Gerhard Spitzer, who listens to Bunker Hill Mine owner Robert Hopper’s daily Mining & Money Report webcast on silverminers.com (KWAL’s twice-daily broadcast of the program being a bit out of reception range) from his Montego Bay home near Capetown, S.A., dropped in on the King of Bunker Hill the other morning to meet the man behind the microphone. A native of Austria, Spitzer sadly reports that Capetown is going the way of Johannesburg, which like the rest of South Africa is slowly going the way of Rhodesia. People down there are stocking up on silver and gold, and planning an exit strategy. Spitzer, his nephew and niece-in-law (?) toured SRLM’s Sunshine Mine operations and NJMC’s New Jersey concentrator. He feels better holding North Idaho silver and gold stocks than South African mining stocks. Go figure.

 

* * *

Speaking of foreign interest in the Silver Valley, a Canadian company, Silver Fields Resources (TSXV:SF), is ramping up activity on the Beacon Light Mine up the old Ford Hill Road east of Mullan. The company’s primary focus is silver with current properties located in Idaho, Montana, and Zacatecas Mexico.

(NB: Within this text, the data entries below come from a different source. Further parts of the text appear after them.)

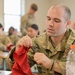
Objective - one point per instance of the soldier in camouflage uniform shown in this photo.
(28, 19)
(51, 47)
(4, 42)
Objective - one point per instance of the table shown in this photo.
(3, 55)
(10, 73)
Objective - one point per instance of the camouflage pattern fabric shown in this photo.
(43, 44)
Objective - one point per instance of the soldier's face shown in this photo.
(32, 33)
(55, 22)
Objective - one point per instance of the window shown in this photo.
(12, 14)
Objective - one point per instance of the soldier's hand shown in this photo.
(24, 41)
(41, 58)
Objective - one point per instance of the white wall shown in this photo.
(1, 12)
(43, 6)
(69, 3)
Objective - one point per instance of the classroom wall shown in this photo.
(43, 6)
(69, 3)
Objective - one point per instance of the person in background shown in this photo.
(5, 42)
(51, 48)
(33, 31)
(11, 34)
(73, 26)
(28, 19)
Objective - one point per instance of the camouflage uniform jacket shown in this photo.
(43, 44)
(14, 39)
(4, 41)
(26, 21)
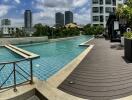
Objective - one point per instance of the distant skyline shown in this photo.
(44, 10)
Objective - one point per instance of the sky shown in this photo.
(44, 10)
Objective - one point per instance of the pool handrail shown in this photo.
(14, 71)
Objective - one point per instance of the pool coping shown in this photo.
(49, 88)
(66, 70)
(22, 52)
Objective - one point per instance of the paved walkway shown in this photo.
(102, 75)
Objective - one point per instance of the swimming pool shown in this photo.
(8, 56)
(53, 57)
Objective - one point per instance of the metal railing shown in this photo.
(28, 76)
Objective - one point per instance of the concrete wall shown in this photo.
(24, 40)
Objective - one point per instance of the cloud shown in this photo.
(18, 1)
(55, 3)
(79, 3)
(4, 10)
(44, 10)
(48, 8)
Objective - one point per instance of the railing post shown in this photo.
(14, 70)
(31, 71)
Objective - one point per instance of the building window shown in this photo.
(101, 18)
(107, 1)
(114, 2)
(95, 18)
(106, 18)
(101, 2)
(95, 1)
(95, 9)
(101, 10)
(114, 9)
(95, 24)
(108, 9)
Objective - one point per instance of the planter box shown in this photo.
(128, 49)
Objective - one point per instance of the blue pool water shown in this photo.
(7, 55)
(53, 57)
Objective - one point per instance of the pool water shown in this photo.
(8, 56)
(53, 57)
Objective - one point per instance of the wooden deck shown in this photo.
(102, 75)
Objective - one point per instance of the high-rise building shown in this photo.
(101, 10)
(68, 17)
(5, 22)
(59, 18)
(28, 19)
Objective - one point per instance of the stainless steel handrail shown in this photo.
(14, 71)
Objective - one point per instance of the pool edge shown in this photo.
(61, 75)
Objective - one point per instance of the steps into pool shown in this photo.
(21, 52)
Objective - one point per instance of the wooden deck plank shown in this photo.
(102, 75)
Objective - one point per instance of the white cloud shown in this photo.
(4, 10)
(82, 13)
(17, 22)
(79, 3)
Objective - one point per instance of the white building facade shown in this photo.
(8, 30)
(101, 9)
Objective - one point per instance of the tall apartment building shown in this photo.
(101, 10)
(59, 19)
(68, 17)
(5, 22)
(28, 19)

SF has hired geologist Herb Bradshaw of Spokane to carry out an initial exploration program on this past producer.

 

“The program is required to define the local geology of the property to verify the condition of surface access to various adits and shafts; to verify underground access to the existing mineral zones; and to propose a budget for these purposes. Upon completion of such a program, management would be in a position to finalize a realistic Phase I budget for the opening up and studying of the property's mineralized zones and to evaluate the feasibility of defining a potential mineral resource at the mine,” the company said in a press release.

 

* * *

 

So as the Dog Days slide by, silver and gold, only slightly punchy from the midsummer doldrums, are building nice bases for the launch of their Fall rally. The 50 or so silver stocks we track are all in the tank at the moment, trading at 30 to 50 percent or so off their recent 52-week highs. That, as much as the Comex and Fed shenanigans, signals the bottom of this bull-market correction. We’d start loading up already, but in this 90-degree Wallace summer heat, there just ain’t enough energy to pick up the phone.